On 11/04/2013 11:02 AM, MFPA wrote:
And as an aside, does it really make a difference to only sign some
UIDs and not others? Does GnuPG actually take account of which UIDs
are signed in its validity or trust calculations?

Yes, it does make a difference.

Let's say I make key X and attach to User IDs to it:

 * Daniel Kahn Gillmor <d...@fifthhorseman.net>
 * Alice Munroe <al...@example.com>

You meet me, check my identity, verify that i'm actually dkg, and just sign the first User ID (because you have been unable to verify whether i am also somehow Alice Munroe). (in fact, i am not Alice Munroe, but i would like to be able to read her mail)

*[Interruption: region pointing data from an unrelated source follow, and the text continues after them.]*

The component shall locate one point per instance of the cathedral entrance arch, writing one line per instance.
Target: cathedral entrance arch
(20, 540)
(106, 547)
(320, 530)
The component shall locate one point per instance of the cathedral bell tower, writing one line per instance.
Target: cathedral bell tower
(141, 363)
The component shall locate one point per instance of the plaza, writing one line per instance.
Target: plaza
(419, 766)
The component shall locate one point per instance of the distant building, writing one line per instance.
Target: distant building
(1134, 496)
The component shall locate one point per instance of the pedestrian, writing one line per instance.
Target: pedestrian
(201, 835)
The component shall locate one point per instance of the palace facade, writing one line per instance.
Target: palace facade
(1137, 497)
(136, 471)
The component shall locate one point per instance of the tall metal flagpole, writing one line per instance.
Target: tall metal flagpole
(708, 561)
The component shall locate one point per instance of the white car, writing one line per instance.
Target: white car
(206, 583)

At some point, you find you want to encrypt a message to Alice Munroe (who you met at a conference, perhaps). If you had certified both User IDs on my key, gpg would be happy to encrypt the message to my key instead of Alice's actual key. If i get a copy of that message, i would be able to read it. This would be bad.

An OpenPGP certification (a "keysigning") is an identity assertion, over *both* the key and the User ID. It says "this key K belongs to the person known in the real world by the User ID U", and it is cryptographically signed by the person making the assertion.

If you substitute some arbitrary other User ID for U, the meaning of the certification changes radically (and the cryptographic certification breaks). This is an intended feature.